What are the symptoms of Achilles Tendonitis?
- A burning pain or stiffness along the lower leg above the heel in the morning especially when stretching your ankle or standing on your toes
- Pain along the tendon or back of the heel that worsens with activity
- Severe pain or swelling the day after exercising
- Thickening of the tendon
- Bone spur
At Chiltern Wellbeing, your Podiatrist will conduct a thorough physical exam of your foot and ankle. Your Podiatrist will determine the location of your pain, tenderness or swelling, and evaluate the flexibility, alignment, range of motion, and reflexes of your foot and ankle.

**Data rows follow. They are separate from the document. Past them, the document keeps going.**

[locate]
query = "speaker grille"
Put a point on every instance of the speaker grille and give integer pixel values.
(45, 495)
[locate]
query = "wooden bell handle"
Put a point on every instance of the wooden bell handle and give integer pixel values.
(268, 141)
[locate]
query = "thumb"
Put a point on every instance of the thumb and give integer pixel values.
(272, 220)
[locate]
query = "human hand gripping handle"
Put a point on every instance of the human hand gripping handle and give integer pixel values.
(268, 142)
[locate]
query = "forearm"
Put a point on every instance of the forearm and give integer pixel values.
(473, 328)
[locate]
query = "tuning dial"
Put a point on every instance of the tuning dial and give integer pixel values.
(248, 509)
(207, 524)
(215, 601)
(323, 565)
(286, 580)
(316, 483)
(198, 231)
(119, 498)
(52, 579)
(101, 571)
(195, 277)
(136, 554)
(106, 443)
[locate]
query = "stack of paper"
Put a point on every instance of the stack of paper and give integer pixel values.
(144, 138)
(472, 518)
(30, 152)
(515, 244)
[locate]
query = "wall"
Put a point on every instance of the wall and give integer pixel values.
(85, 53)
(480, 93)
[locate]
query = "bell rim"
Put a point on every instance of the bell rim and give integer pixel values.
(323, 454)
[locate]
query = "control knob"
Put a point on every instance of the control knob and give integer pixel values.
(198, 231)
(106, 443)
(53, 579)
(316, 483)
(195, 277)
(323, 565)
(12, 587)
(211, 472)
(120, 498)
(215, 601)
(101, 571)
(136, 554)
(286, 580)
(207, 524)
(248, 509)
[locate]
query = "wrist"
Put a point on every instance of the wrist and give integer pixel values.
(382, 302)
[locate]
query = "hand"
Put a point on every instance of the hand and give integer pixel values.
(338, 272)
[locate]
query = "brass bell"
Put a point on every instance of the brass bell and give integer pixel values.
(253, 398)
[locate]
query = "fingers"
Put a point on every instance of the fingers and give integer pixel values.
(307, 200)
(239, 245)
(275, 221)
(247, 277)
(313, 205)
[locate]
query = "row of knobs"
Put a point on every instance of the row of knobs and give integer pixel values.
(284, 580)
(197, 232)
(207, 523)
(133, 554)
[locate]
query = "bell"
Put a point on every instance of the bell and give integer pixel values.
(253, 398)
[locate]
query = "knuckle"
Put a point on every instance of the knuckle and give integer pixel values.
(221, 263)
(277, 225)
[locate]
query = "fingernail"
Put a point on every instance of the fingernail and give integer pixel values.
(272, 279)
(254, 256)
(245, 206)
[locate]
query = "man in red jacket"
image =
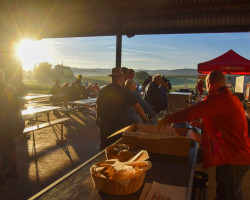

How is Achilles Tendonitis diagnosed?
Your podiatrist may order one or more of the following tests to assess your condition:
X-rays: Radiographic evaluation can demonstrate whether the lower part of your Achilles tendon has calcified, or become hardened, indicating insertional Achilles tendinitis.
Ultrasound: Ultrasound uses sound waves to visualize soft tissues like tendons. Ultrasound can also produce real-time images of the Achilles tendon in motion, which may allow for visualization of inter-tendinous tearing and inflammation of the tendon.
Magnetic resonance imaging (MRI): An MRI may be prescribed if further evaluation is warranted. An MRI uses radio waves and a very strong magnet to produce more detailed images of the Achilles tendon.
Most cases of Achilles Tendonitis can be treated conservatively with nonsurgical treatments, although it may take several months for symptoms to completely subside. This involves a number of modalities including:
What is the treatment for Achilles Tendonitis?
- Resting: The first step in reducing pain is to decrease the activities that aggravate one’s symptoms. Switching to low-impact activities until the acute inflammatory phase has passed will put less stress on the Achilles tendon.
- Cross-training activities such as biking, elliptical exercise, and swimming are low-impact options to help you maintain being active.
Icing. This can be done up to twenty minutes interval through the day as necessary.
- Stretching exercises
- Strengthening exercises with eccentric contractions of the Achilles.
- Supportive shoes and Heel lifts
- Custom-made orthotic devices, which are made at ChilternWellbeing.